Since day one at our post someone somewhere has been building something. Always. It’s loud and usually rather poorly marked. Early on in our tour I completely ran through what was supposed to be a blocked off drainage installation project in Runda. I had no idea. Apparently, there was a cone or something somewhere (as I was told later) and I was curious as to why the road was suddenly all dirt and there was nobody around (apparently it was lunch?) but little ol’ nature-nerd me was too busy trying to identify which plants were indigenous and which were exotic to even notice until I heard someone yelling at me. Also, we need to mention the hills. Sorry. There isn’t much you can do about them. Nairobi comes from the Massai expression for “cool waters” but half the time on my runs it’s coming out of my lips as the curse word for “land of unfathomable undulations and lack of level ground.” At least the camber isn’t too crazy. This is Nairobi.

Kenyan artist Derrick Munene depicting Kipchoge breaking the 2 hour marathon

Head for the Light

Lastly, keep in mind that we’re on the equator. The sun rises and sets at essentially the same time the entire year, give or take 30min. Run during daylight hours. I know it can get a bit finicky with work schedules and getting kids ready for school, but you might have already noticed that the streets at night are not well illuminated and in our area of the city, it is pretty quiet after dark - there aren’t a lot of people out and about should you need assistance for any reason. Sun’s out run about.

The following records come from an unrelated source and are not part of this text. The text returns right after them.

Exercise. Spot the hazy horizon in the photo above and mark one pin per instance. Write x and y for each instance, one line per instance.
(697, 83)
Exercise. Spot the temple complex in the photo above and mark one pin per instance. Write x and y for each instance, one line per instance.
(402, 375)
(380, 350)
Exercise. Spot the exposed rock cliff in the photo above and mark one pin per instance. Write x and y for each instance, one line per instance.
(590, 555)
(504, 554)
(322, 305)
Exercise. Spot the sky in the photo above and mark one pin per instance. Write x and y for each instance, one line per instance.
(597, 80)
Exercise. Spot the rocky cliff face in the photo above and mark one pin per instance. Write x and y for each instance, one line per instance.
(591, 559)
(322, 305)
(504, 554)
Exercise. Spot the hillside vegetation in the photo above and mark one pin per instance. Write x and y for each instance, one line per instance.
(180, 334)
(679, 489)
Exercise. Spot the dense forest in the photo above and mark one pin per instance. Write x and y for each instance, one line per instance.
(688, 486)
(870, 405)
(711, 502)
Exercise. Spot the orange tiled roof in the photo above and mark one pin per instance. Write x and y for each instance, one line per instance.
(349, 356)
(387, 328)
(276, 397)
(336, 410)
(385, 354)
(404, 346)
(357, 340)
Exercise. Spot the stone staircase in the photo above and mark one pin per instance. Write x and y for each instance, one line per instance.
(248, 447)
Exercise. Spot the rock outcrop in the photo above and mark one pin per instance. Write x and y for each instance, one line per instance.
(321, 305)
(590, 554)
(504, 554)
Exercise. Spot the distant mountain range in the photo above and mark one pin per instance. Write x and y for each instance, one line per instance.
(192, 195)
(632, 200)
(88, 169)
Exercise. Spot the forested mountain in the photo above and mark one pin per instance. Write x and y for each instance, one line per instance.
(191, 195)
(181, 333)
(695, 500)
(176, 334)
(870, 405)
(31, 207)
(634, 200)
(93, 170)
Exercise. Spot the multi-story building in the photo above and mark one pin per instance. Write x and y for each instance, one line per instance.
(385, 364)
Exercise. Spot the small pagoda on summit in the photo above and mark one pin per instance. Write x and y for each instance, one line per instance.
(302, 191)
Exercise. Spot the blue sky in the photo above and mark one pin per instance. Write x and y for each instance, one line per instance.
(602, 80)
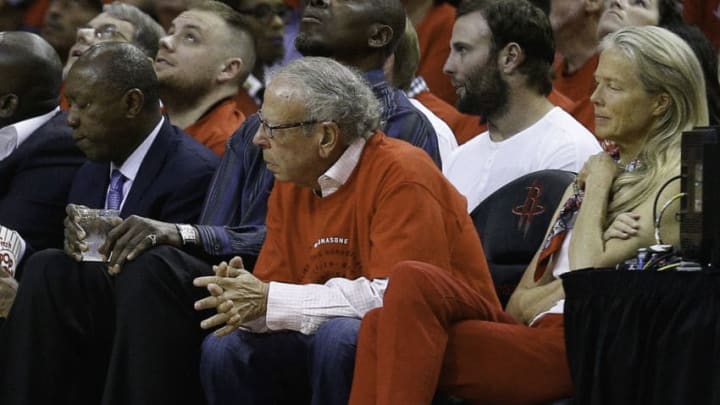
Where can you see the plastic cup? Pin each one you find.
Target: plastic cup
(96, 224)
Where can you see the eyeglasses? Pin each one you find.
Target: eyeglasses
(268, 129)
(265, 12)
(107, 32)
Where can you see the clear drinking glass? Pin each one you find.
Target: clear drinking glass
(96, 224)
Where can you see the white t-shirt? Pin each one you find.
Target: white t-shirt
(481, 166)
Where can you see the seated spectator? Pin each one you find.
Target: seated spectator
(163, 365)
(623, 13)
(266, 19)
(666, 15)
(149, 168)
(326, 261)
(38, 158)
(500, 62)
(706, 15)
(708, 58)
(433, 21)
(400, 70)
(201, 65)
(574, 25)
(12, 14)
(166, 10)
(63, 18)
(117, 22)
(435, 331)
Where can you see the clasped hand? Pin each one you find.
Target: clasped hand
(126, 241)
(236, 294)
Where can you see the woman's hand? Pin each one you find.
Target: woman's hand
(624, 226)
(599, 167)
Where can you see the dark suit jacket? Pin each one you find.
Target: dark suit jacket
(170, 185)
(34, 184)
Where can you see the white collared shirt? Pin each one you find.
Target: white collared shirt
(304, 307)
(13, 135)
(132, 164)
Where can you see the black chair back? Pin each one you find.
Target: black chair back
(512, 223)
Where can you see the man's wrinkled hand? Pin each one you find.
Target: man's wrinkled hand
(74, 234)
(236, 294)
(134, 236)
(8, 288)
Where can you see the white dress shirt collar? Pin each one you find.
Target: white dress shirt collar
(340, 171)
(131, 166)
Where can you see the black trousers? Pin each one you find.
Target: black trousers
(77, 335)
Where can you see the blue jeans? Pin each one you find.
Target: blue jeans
(281, 367)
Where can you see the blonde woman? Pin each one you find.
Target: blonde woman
(433, 333)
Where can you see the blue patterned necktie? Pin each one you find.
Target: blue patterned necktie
(114, 198)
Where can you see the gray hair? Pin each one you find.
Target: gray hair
(147, 31)
(334, 92)
(665, 64)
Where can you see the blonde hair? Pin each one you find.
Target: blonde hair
(665, 65)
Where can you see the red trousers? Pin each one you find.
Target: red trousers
(435, 333)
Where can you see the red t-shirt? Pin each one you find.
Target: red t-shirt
(395, 206)
(215, 127)
(578, 87)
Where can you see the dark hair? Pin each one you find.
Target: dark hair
(147, 32)
(391, 13)
(669, 13)
(31, 69)
(520, 22)
(123, 66)
(704, 51)
(242, 40)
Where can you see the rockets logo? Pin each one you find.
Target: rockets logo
(530, 208)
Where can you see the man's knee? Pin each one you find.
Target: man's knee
(410, 281)
(337, 337)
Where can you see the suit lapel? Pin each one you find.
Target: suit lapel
(149, 169)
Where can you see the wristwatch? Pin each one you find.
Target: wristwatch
(188, 233)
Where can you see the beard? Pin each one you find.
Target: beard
(486, 93)
(181, 94)
(309, 46)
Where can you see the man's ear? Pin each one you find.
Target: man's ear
(661, 104)
(8, 105)
(510, 57)
(594, 6)
(133, 100)
(380, 35)
(231, 68)
(329, 140)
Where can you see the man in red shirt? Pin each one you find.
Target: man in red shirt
(350, 206)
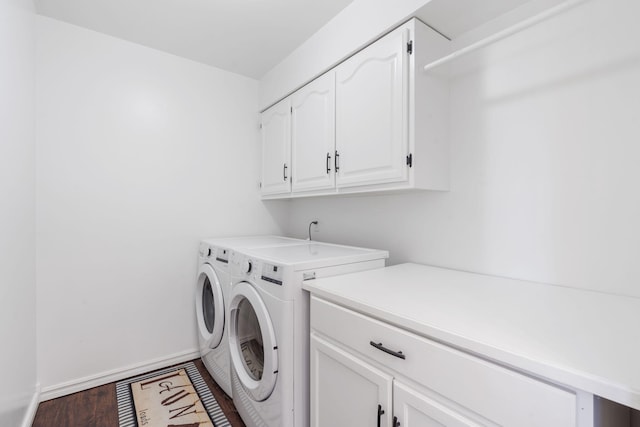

We’re a great community here in Kenya and so many of us are excited to help others get adjusted and settled into our mission. If there’s any role that I can play in helping you live life outdoors, please let me know, whether it be helping you build/run a new route or sending you some recommendations. Kenya build yourself a habit of running or walking while at post? Kenya?! The community that puns together, runs together.

Pantingly yours,



If you have kids (or even if you don’t) give Wangari’s Trees of Peace a read. Unbowed is Wangari Mathai’s autobiography.


Or not - maybe you like the battle worn Red Badge of Courage like I do. You do you.


He was fine as he was headed for an uphill and gravity did its job and eventually slowed him down. He pedaled up the hill for a bit before deciding it was too hard and then left his bike by the side of the road and continued on foot 🤷🏼‍♂️


Before you ask, yes. I have put it on as deodorant before. In my defense my kids peel the labels off of every single thing that we own so… but now I feel confident that I have successfully taken steps to combat that underarm skin cancer everyone on them TikToks is tick talking about.